Data Reader

DataFeeder

class paddle.fluid.data_feeder.DataFeeder(feed_list, place, program=None)[source]

DataFeeder converts the data that returned by a reader into a data structure that can feed into Executor and ParallelExecutor. The reader usually returns a list of mini-batch data entries. Each data entry in the list is one sample. Each sample is a list or a tuple with one feature or multiple features.

The simple usage shows below:

import paddle.fluid as fluid
place = fluid.CPUPlace()
img = fluid.layers.data(name='image', shape=[1, 28, 28])
label = fluid.layers.data(name='label', shape=[1], dtype='int64')
feeder = fluid.DataFeeder([img, label], fluid.CPUPlace())
result = feeder.feed([([0] * 784, [9]), ([1] * 784, [1])])

If you want to feed data into GPU side separately in advance when you use multi-GPU to train a model, you can use decorate_reader function.

import paddle
import paddle.fluid as fluid

place=fluid.CUDAPlace(0)
data = fluid.layers.data(name='data', shape=[3, 224, 224], dtype='float32')
label = fluid.layers.data(name='label', shape=[1], dtype='int64')

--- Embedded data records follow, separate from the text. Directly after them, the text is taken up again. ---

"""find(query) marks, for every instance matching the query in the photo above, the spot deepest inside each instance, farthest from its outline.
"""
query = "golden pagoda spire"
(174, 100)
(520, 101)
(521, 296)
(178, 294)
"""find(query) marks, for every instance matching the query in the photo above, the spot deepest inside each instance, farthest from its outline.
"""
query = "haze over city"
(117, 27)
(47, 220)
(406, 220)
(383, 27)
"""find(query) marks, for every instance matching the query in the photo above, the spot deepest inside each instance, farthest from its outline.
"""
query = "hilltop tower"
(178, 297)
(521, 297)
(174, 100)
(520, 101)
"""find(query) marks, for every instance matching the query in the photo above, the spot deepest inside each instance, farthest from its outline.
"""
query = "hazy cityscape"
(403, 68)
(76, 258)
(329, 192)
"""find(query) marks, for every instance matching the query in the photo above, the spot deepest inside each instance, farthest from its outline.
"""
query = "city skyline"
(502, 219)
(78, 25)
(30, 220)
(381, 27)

feeder = fluid.DataFeeder(place=place, feed_list=[data, label])
reader = feeder.decorate_reader(
        paddle.batch(paddle.dataset.flowers.train(), batch_size=16), multi_devices=False)
Parameters:
  • feed_list (list) – The Variables or Variables’name that will feed into model.
  • place (Place) – place indicates feed data into CPU or GPU, if you want to feed data into GPU, please using fluid.CUDAPlace(i) (i represents the GPU id), or if you want to feed data into CPU, please using fluid.CPUPlace().
  • program (Program) – The Program that will feed data into, if program is None, it will use default_main_program(). Default None.
Raises:

ValueError – If some Variable is not in this Program.

Examples

import numpy as np
import paddle
import paddle.fluid as fluid

place = fluid.CPUPlace()

def reader():
    yield [np.random.random([4]).astype('float32'), np.random.random([3]).astype('float32')],

main_program = fluid.Program()
startup_program = fluid.Program()

with fluid.program_guard(main_program, startup_program):
    data_1 = fluid.layers.data(name='data_1', shape=[1, 2, 2])
    data_2 = fluid.layers.data(name='data_2', shape=[1, 1, 3])
    out = fluid.layers.fc(input=[data_1, data_2], size=2)
    # ...

feeder = fluid.DataFeeder([data_1, data_2], place)

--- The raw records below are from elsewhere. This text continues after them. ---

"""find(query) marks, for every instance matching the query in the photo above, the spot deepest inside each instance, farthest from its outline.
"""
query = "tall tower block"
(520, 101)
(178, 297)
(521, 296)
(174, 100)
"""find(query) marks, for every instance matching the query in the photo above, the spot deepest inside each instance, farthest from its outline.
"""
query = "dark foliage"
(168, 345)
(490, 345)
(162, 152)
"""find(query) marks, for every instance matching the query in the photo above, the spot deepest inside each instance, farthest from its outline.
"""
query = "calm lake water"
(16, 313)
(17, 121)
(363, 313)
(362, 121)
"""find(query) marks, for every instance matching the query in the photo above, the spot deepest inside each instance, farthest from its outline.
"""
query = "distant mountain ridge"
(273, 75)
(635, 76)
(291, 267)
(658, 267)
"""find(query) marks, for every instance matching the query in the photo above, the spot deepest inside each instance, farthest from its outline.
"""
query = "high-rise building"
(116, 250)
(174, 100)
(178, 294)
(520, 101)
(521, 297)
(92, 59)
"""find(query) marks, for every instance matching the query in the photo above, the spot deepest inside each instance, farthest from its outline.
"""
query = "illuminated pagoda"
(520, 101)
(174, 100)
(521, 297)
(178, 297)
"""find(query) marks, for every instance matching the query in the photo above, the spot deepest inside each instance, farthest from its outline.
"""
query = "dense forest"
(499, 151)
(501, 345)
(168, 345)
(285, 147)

exe = fluid.Executor(place)
exe.run(startup_program)
for data in reader():
    outs = exe.run(program=main_program,
                   feed=feeder.feed(data),
                   fetch_list=[out])
feed(iterable)[source]

According to feed_list and iterable, converters the input into a data structure that can feed into Executor and ParallelExecutor.

Parameters:iterable (list|tuple) – the input data.
Returns:the result of conversion.
Return type:dict

Examples

import numpy.random as random
import paddle.fluid as fluid

def reader(limit=5):
    for i in range(limit):
        yield random.random([784]).astype('float32'), random.random([1]).astype('int64'), random.random([256]).astype('float32')

data_1 = fluid.layers.data(name='data_1', shape=[1, 28, 28])
data_2 = fluid.layers.data(name='data_2', shape=[1], dtype='int64')
data_3 = fluid.layers.data(name='data_3', shape=[16, 16], dtype='float32')
feeder = fluid.DataFeeder(['data_1','data_2', 'data_3'], fluid.CPUPlace())

result = feeder.feed(reader())
feed_parallel(iterable, num_places=None)[source]

Takes multiple mini-batches. Each mini-batch will be feed on each device in advance.

Parameters:
  • iterable (list|tuple) – the input data.
  • num_places (int) – the number of devices. Default None.
Returns:

the result of conversion.

Return type:

dict

Notes

The number of devices and number of mini-batches must be same.

Examples

import numpy.random as random
import paddle.fluid as fluid

def reader(limit=10):
    for i in range(limit):
        yield [random.random([784]).astype('float32'), random.randint(10)],

x = fluid.layers.data(name='x', shape=[1, 28, 28])
y = fluid.layers.data(name='y', shape=[1], dtype='int64')

feeder = fluid.DataFeeder(['x','y'], fluid.CPUPlace())
place_num = 2
places = [fluid.CPUPlace() for x in range(place_num)]
data = []
exe = fluid.Executor(fluid.CPUPlace())
exe.run(fluid.default_startup_program())
program = fluid.CompiledProgram(fluid.default_main_program()).with_data_parallel(places=places)
for item in reader():
    data.append(item)
    if place_num == len(data):
        exe.run(program=program, feed=list(feeder.feed_parallel(data, place_num)), fetch_list=[])
        data = []
decorate_reader(reader, multi_devices, num_places=None, drop_last=True)[source]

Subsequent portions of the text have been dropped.